Mevsimi anımsayamıyorum ama kış olmadığından eminim. Doğduğum evin alt katı… 

Mevsimi anımsayamıyorum ama kış olmadığından eminim. Doğduğum evin alt katı…  Pek büyük olmasa da çiçeklerle dolu bir bahçe hatta o bahçede çekilmiş bir resmim var üç tekerlekli bisikletimin üstünde. Kuşkusuz siyah beyaz yani renkli değil, renksiz bir resim. “Renksiz” sözümün saçmalığını mırıldanır gibisiniz, sizi anlıyorum ama ne yapayım, dilimizin yapısına bakarak “var - yok” mantığıyla “renkli”nin karşıtı “renksiz” olmalı. Oysa siyah da bir renk, beyaz da…
Sözü bilinçli olarak uzatıp sizde merak uyandırmak derdinde ya da amacında değilim ama o zamanlar değil resim düzeltmeleri, bilgisayar yardımıyla kesip kırpmaları yoktu pek. Cıvıl cıvıl renklerle dolu resimler neredeee! Işıklı, ışıksız, az ışıklı en fazla yani beyaz, siyah ve gri.

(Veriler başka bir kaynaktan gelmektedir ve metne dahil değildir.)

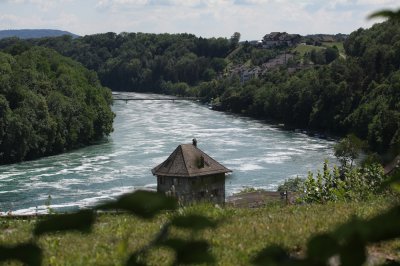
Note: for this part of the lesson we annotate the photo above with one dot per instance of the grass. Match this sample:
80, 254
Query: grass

İşte o evin alt katı yol seviyesinden biraz düşüktü. Bir de ilkokula yeni başlamış bir çocuğun boyunu düşleyin. İşte o boydayım yani dışarıyı, sokağımızı görebiliyorum ve kollarımı dirsekten büküp camın içine koyabiliyorum.
“Camda ne işin var?” demeyin. Yaşıtım bir komşu çocuğu var, ara sıra gelip bahçede bisiklete bineriz, bir ben, bir o. Bazen kapının önünde top oynarız kendi çapımızda. O, camın dışında, bizim camın önüne eğilmiş, şimdi anımsayamadığım bir şey konuşuyoruz.
Birden “Bak uçak geçiyor!” dedi. Başımı eğip uçağa baktım çünkü kollarım camın iç tarafındaki beton tablaya dayalı. “Aaa, ne güzeeel!” dedim. Dememle o “Tabii güzel olur, bak üstünde sarı yazılar var. Bizim uçağımız o, yaşa Fenerbahçeli uçak!” dedi. İşte o anda ben de “Ne Fener’i, o bizim. Bak üstündeki şeye, uçan kuşa, asıl Beşiktaşlı o!” dedim duyulsun diye sesimi iyice yükselterek.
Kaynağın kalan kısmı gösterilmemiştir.